At a time when most educational institutions are breaking new ground in look and substance, The Bajaj Science Education Center’s aim seems to be to go back to the archetypical Indian architectural style of warmth and functionality. The way it has been designed, the center resembles a sprawling home, rather than a place where intense academic dialogue would foster.
Tender touches have been added to the interiors and the campus, making working/studying out of this space a delightful prospect. The complex has eschewed plaster and paint completely, instead relying on a burnt brick and concrete look. Shahabad and Kota stone fill in the gaps and the arches; solid vaults cap the different structures; while the natural greenery of the place dutifully enhances the rustic ambience of the center.
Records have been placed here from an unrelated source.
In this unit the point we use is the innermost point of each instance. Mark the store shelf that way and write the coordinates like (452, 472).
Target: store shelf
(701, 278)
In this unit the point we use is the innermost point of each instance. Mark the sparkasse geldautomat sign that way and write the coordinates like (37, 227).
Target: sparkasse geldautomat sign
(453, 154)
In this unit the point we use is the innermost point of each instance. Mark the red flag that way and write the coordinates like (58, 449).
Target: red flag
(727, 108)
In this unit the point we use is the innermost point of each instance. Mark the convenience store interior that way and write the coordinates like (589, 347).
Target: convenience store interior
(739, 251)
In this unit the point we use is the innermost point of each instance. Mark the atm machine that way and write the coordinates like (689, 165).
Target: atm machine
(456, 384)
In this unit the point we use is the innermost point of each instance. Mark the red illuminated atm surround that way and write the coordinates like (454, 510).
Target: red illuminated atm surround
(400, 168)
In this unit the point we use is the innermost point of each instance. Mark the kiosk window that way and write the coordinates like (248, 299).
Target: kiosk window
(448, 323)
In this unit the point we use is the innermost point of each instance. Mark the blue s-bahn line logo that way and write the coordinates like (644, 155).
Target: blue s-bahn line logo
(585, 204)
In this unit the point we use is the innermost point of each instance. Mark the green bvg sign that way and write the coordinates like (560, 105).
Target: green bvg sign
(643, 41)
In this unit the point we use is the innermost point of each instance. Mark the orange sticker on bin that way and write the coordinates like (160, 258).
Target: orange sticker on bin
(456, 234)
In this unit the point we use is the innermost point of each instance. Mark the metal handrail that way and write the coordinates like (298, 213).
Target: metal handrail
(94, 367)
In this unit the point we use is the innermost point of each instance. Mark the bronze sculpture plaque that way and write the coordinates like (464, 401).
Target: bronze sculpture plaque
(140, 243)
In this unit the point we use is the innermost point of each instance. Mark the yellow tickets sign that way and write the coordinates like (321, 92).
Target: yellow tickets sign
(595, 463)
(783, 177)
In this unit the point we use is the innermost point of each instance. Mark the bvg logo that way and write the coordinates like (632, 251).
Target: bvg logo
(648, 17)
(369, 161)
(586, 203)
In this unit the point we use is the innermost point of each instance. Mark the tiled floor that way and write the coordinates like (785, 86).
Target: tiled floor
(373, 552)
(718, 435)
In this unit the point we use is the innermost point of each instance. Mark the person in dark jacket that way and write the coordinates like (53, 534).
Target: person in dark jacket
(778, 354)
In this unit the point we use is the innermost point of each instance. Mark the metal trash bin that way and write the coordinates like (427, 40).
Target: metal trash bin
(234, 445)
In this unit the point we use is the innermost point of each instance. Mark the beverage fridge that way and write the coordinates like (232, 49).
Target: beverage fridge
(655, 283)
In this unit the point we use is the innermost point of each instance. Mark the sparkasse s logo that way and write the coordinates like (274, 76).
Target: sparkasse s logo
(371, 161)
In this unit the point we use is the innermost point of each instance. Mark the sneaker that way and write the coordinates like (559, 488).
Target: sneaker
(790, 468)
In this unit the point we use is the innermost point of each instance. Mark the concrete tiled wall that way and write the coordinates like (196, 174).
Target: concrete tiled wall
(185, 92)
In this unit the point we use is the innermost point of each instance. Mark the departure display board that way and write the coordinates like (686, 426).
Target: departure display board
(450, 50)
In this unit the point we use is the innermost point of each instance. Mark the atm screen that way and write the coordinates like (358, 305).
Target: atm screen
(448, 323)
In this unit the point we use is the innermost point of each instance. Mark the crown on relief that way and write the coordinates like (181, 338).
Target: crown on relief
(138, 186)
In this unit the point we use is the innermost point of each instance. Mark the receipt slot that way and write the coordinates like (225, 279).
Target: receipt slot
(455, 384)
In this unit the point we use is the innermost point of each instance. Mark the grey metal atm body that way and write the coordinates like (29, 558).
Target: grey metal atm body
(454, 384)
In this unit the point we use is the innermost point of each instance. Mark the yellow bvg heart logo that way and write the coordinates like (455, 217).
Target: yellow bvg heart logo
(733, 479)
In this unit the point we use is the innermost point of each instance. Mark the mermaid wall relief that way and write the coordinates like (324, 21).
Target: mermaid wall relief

The entry point lends itself to a mascot of modernist expression. A convex, elongated bowl made of exposed concrete pays obeisance to the sky here. It is supported by a column of four pillars. It is a simple structure, but like what lies ahead from this point on, every unassuming gesture packs many meanings, and careful symbolism.
A towering water tank at one end keeps up the geometric correctness. Wedged between the exhibition area and the administration blocks is a long water pool with some dainty vegetation peeping out.
Beside it is a curtain of bamboo plants.This detailing splits the rooms and corridors with a lively play of sunlight, shadows and breezy encounters.
The ceilings of the courtyards sport slanting concrete mural works. But the most endearing aspect is of course the bare brick walling. These lovely walls are peppered with little surreal surprises, like a window that looks into a window. Pergolas made of metal assist in the shadow play at the courtyards, with circular tree boundaries bringing in shape shifts.
The center, established in 2008, reaches out to 26 schools in the vicinity. 500 voluntary students come to the center to learn science from afternoon till well into the night. The center has a generous fee waiver policy, which can be requested for, and allows most of the students to pay according to financial ability.
The purpose of this endeavour is to spread the cause of science, and equip the teachers around with better know-how and application abilities. The organisation’s building, therefore, is not just representative of the design team’s ambition, but of the mission as a whole. “The culture is one of simplicity, natural and honest expressions and empiricism, which are expressed in the architecture,” states the team led by Christopher Benninger. Looked through that prism, every aspect of this center is endearing.